My children’s great great grandparents, Patrick and Katie Fleming, came to America from Ireland during the potato famine, probably passing through Ellis Island with hundreds of other brave people risking it all to find a better life in America. (I wonder what they would think of the state of things in this country now?) One of boys once joked that “I’m more Irish than you are.” That sounded like a great T-shirt slogan to me. At any rate, we all celebrate St. Patrick’s Day with a big family meal, usually roasted corned beef (yes, I like mine roasted) and cabbage and mashed. (I have learned that the Irish themselves don’t think much of corned beef, since it hearkens to the days when beef about to go bad had to be salted and preserved before it was completely rotten.) The kids love soda bread, and there seem to be a lot of different recipes out there. Some call for buttermilk or sour milk, some don’t. Some have raisins or currants, and I have seen at least one that calls for caraway seeds. My daughter Kelsey made a great loaf this year that had eggs, which gave it a very tender crumb. This is the recipe that I gave Amos when he asked for it this year.
Irish Soda Bread
- 3 cups flour (I usually use 2 cups white and 1 cup whole wheat)
- 1/4 cup sugar
- 1 teaspoon soda
- 1/4 teaspoon salt
- 1/4 cup butter, cut into small pieces (please, no margarine)

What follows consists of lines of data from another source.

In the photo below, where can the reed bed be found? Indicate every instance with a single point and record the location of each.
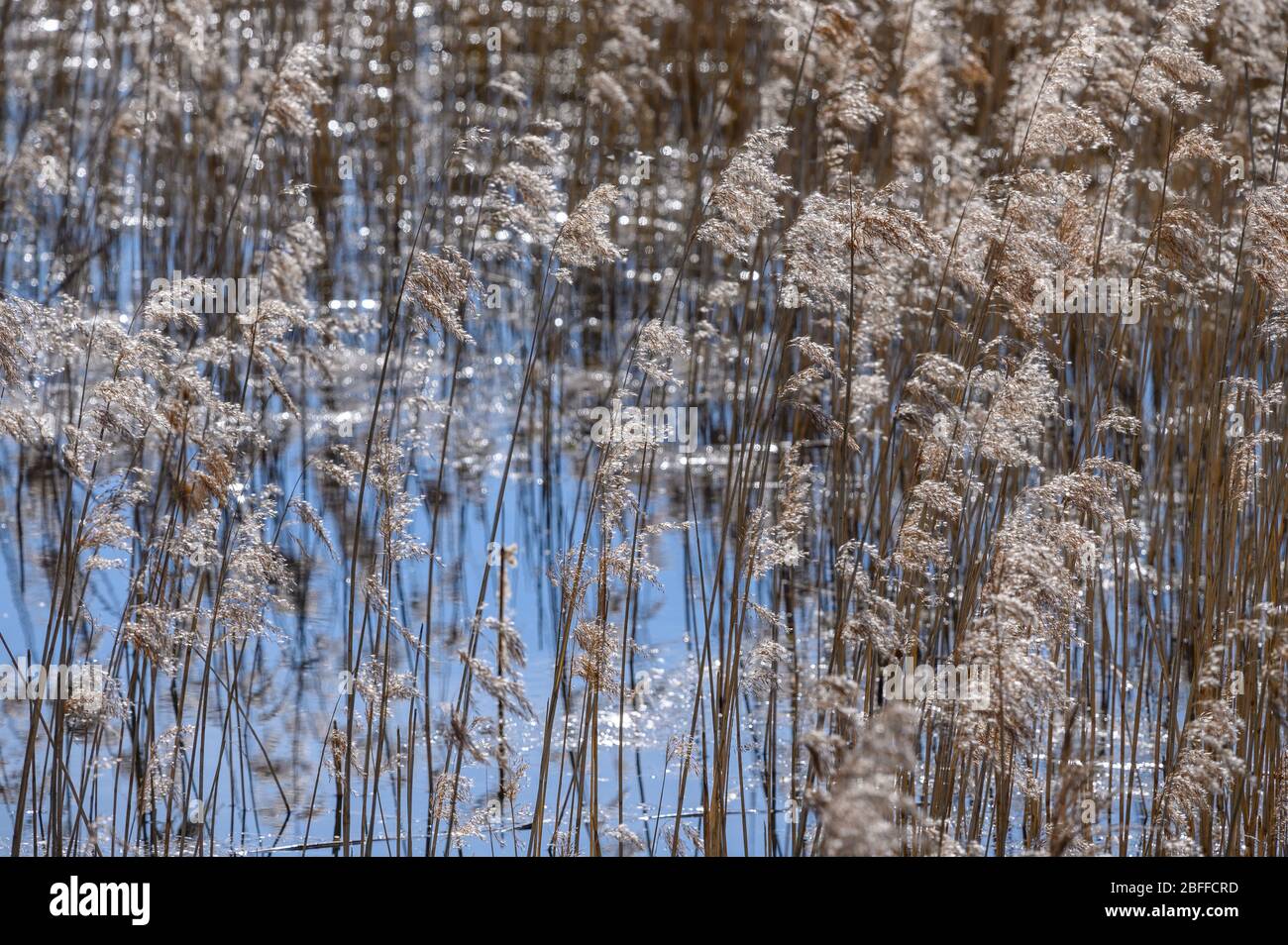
(643, 428)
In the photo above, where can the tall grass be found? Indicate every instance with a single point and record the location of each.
(309, 312)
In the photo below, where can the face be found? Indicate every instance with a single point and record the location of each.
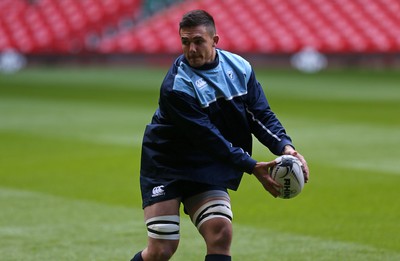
(198, 45)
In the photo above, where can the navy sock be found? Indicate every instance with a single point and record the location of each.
(137, 257)
(215, 257)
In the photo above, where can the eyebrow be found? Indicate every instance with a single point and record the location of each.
(194, 38)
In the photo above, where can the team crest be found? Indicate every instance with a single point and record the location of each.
(200, 83)
(230, 74)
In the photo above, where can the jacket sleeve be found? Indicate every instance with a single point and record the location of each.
(263, 122)
(186, 114)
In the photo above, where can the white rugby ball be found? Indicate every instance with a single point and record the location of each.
(289, 174)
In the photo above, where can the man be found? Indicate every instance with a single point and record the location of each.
(199, 142)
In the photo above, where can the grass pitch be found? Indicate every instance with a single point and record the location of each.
(70, 152)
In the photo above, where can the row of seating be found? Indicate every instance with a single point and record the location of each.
(255, 26)
(61, 26)
(275, 26)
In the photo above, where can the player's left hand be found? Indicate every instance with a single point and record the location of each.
(289, 150)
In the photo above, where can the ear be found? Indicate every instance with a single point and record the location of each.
(215, 39)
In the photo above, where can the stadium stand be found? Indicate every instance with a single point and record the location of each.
(275, 26)
(251, 26)
(61, 26)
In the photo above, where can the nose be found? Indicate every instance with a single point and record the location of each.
(192, 48)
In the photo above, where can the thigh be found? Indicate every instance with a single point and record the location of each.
(163, 208)
(212, 204)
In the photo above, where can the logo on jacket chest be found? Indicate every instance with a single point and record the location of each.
(230, 74)
(200, 83)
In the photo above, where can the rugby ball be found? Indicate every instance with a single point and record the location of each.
(289, 174)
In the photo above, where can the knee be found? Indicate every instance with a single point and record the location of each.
(161, 252)
(218, 235)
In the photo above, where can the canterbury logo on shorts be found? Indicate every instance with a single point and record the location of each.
(158, 191)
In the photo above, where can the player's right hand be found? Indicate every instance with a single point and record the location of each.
(262, 173)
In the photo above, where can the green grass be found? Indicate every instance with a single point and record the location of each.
(70, 153)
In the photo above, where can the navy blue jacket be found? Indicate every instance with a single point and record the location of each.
(202, 130)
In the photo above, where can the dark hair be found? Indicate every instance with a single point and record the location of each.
(196, 18)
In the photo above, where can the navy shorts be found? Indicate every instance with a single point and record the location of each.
(158, 190)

- 1 1/4 to 1 1/2 cup buttermilk
- 1/2 cup raisin, chopped, or currants
Heat oven to 425 degrees. I hope you have a baking stone, otherwise, you can use an iron skillet (and I hope you have one of those, too!) or a baking sheet. Put the flour, sugar, soda, and salt into a bowl. Cut in the butter (with a pastry blender — get one; you can’t cook as well without the proper tools) til it looks like crumbs. Stir in the raisins, and then add the buttermilk. Stir until a stiff dough forms (but don’t overmix). On a lightly floured countertop, knead about 6 strokes to form into a large ball. Put it onto the stone, and flatten it out slightly. With a sharp knife, slash a cross into the top. Bake about 35 minutes, until it is nice and brown and sounds slightly hollow when you tap it. It’s really good hot slathered with real butter. If you’ve got the money, go to a gourmet grocer and look for some imported Irish butter.
“For food in a world where many walk in hunger, for faith in world where many walk in fear, for friends in a world where many walk alone, We thank Thee, O Lord.”